The following support article details the expected behavior and function of the HostStatus DataSource. 

What is the purpose of the HostStatus DataSource? 

The HostStatus DataSource is a critical component of effectively monitoring your infrastructure. We use this DataSource to determine whether your host (any device you have added to your account) is responsive or not. Specifically, the idleinterval datapoint within the HostStatus DataSource measures the amount of time in seconds since the LogicMonitor Collector was able to collect ANY data (be it SNMP, Ping, WMI, ESX, etc) from your host. The absence of all data is important in order to formally declare a host as down. For instance, data collection failures for individual protocols can result from credential errors such as a changed SNMP community string or a new WMI username/password.  But, the device may still be pingable, and thus not actually be down. 

 A sample configuration for the idleinterval datapoint can be seen below: 




How does the HostStatus DataSource work? 

When the associated Collector is unable to contact your host for a period of six minutes or more, all alerts emanating from that host will be suppressed (the six minute period of time is not configurable). This alert suppression will not auto-trigger an alert indicating that the host has been declared down. That is the job of the  HostStatus DataSource. The HostStatus DataSource will trigger a critical alert declaring the host down following the period of time designated in the idleinterval datapoint's alert threshold. 

Please note that users should not implement customized changes to the HostStatus DataSource. Changes such as increasing the idleinterval alert threshold can result in cascading alert suppression without notification. 


What impact does a Host Down alert have on my monitoring? 

When a host goes down, all other alerts emanating from the host will be suppressed. This means they will not trigger notifications to their respective escalation chains. This is meant to reduce noise caused by cascading effects of your host being down.   

I received a Host Down alert, but my host is not down. How do I proceed? 

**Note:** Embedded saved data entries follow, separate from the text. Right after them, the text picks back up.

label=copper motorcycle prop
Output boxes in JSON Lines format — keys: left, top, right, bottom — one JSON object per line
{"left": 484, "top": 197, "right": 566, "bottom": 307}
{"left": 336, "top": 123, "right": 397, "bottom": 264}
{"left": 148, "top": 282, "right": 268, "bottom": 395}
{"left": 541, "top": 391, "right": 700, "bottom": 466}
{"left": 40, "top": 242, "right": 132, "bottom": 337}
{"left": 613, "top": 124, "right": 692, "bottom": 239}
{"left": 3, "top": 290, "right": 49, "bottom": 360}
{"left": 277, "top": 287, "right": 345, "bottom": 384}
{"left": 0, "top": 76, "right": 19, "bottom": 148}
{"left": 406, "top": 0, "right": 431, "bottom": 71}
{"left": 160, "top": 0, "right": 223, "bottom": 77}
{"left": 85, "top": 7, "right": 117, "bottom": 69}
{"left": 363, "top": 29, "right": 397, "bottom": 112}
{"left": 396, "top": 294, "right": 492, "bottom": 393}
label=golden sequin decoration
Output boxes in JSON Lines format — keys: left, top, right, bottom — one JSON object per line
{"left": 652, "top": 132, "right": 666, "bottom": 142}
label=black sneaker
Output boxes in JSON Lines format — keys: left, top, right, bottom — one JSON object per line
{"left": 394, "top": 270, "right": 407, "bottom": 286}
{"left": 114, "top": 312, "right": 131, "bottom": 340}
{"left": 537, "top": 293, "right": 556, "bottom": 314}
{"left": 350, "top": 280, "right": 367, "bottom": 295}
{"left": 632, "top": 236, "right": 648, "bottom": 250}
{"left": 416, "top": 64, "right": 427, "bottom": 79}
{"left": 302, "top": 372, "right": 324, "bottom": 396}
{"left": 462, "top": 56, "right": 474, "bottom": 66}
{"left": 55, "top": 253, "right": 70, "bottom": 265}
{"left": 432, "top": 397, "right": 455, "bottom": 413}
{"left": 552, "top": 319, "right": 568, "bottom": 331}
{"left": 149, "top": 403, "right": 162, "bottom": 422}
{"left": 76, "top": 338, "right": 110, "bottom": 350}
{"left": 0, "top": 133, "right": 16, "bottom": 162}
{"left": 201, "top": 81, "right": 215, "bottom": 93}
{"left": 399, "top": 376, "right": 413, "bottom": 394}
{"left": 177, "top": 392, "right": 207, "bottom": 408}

There are two primary courses of action one should take when this occurs: 

  1. Check network connectivity from the Collector to the host. Issue the !ping command from the collector debug interface. If the ping command reports 0 packets returned, get the IP address of the Collector by issuing the !ipaddress command. If you can manually ping from the command line using the same addresses or names, then this is indicative of a bug.
  2. If ping works, then it is possible that there is a problem with task scheduling or execution. To check task scheduling or execution, use the !tlist and !tdetail commands. !tlist gives you a list of all Collector's collection tasks and some status for each one. !tdetail gives you a more detailed view of a single collection task. Rare problems with the communication between the application and the Collector can cause tasks to not schedule properly.